Since the head coaching career of that young coach at the time, Bob Ladoucuer, has come to a close this week after a Friday press conference at the school, we thought it would only be fitting to revisit his comments from that 1979 story.
With full credit to the Contra Costa Times (they should actually dig out this story themselves and reprint it), it begins by reporting that De La Salle athletic director Chuck Lafferty and principal Brother Michael Meister had announced the selection of Ladouceur, then 24, as the head football coach for the 1979 season. He was replacing former coach Ed Hall, who was the school’s first head coach during the 1972 to 1978 seasons. Hall later became known as a football coach at Diablo Valley College.
Ladouceur also was given a full-time job in the school’s religious studies department. This prompted a question whether there would be any kind of conflict between teaching religion and coaching.
“Absolutely not,” Ladouceur said in the first quote ever attributed to him as the school’s head coach. “My background is a constant reminder that football is not the most important thing in life. I hope to get that through to the kids to help make them better individuals. Don’t get me wrong, football is important, but it should be fun also.”
Ladoucuer’s previous positions before coming to De La Salle were as backfield coach at Monte Vista of Danville and being employed by the Contra Costa County Juvenile Hall.
Athletic director Lafferty was quoted that Ladouceur was promised “freedom to be innovative.” He added: “We’d like to see some new faces, too. Kids that haven’t come out for football for some reason before.

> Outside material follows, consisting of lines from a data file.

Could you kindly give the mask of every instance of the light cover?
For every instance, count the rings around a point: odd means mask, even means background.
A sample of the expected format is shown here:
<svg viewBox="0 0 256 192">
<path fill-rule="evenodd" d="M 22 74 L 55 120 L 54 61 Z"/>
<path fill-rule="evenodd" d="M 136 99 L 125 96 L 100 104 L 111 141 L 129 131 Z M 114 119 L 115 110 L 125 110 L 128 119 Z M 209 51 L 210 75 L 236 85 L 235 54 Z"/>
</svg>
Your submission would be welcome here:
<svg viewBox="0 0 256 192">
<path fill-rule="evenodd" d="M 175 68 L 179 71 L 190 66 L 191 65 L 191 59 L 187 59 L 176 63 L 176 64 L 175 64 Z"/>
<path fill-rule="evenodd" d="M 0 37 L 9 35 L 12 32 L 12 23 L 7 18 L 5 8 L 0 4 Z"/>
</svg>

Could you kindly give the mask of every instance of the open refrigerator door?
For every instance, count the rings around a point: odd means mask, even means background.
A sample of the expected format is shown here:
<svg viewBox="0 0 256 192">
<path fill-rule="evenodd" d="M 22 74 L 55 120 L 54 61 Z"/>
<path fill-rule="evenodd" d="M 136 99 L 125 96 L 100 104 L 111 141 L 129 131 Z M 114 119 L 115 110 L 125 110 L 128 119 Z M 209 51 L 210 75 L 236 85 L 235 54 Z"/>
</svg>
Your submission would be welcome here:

With the advent of a new coach and new season, it’s more than possible.”
Running a veer offense eventually became a staple of Ladouceur’s offense, but at his first press conference it was unknown what he had in mind.
“I’m easy-going as far as new ideas go,” he said. “We’ll definitely run something exciting for the fans to watch. No boring up-the-middle stuff.”
That first story introducing Ladouceur concluded by him showing plenty of enthusiasm for his new job.
“One of my long-range goals has been to teach at a Catholic high school as well as become a head coach. It all happened sooner than I thought.”
Notes: The first time I saw De La Salle play under Ladouceur was in 1984 and the Spartans lost by one point to Skyline of Oakland (QB at the time was Brian Johnson of S.F. Giants’ fame) on a field goal that just missed in the closing seconds.
The team didn’t lose again until the 1987 CIF North Coast Section Class 4A final when a two-point conversion run late in the fourth quarter was ruled no good (the call clearly could have gone the other way) in a one-point loss to Monte Vista of Danville.
The next two losses came in 1989 early in the season (one was by two points to St. Francis of Mountain View) and then the next one after that was in the 1991 NCS final to Pittsburg.
What is perhaps most amazing about the 151-game win streak that followed is that Ladouceur’s teams were just a handful of plays from being on a nine-year winning streak before that.
Sometime after the 1992 season, I remember listening in to a conversation between Herb Meyer from El Camino of Oceanside, who was the state’s first coach to reach 300 career wins, and the late Gene Vollnogle of Carson, who at the time was the state’s winningest coach with 289 career triumphs.
“Have you seen De La Salle play, the way they fire off the ball?” Meyer said.
“Yes, I have,” Vollnogle replied.
Meyer’s response: “That coach is going to leave all of us in the dust.”
Nobody could have said it better. At the end of the 2012 season, Ladouceur had 399 career wins.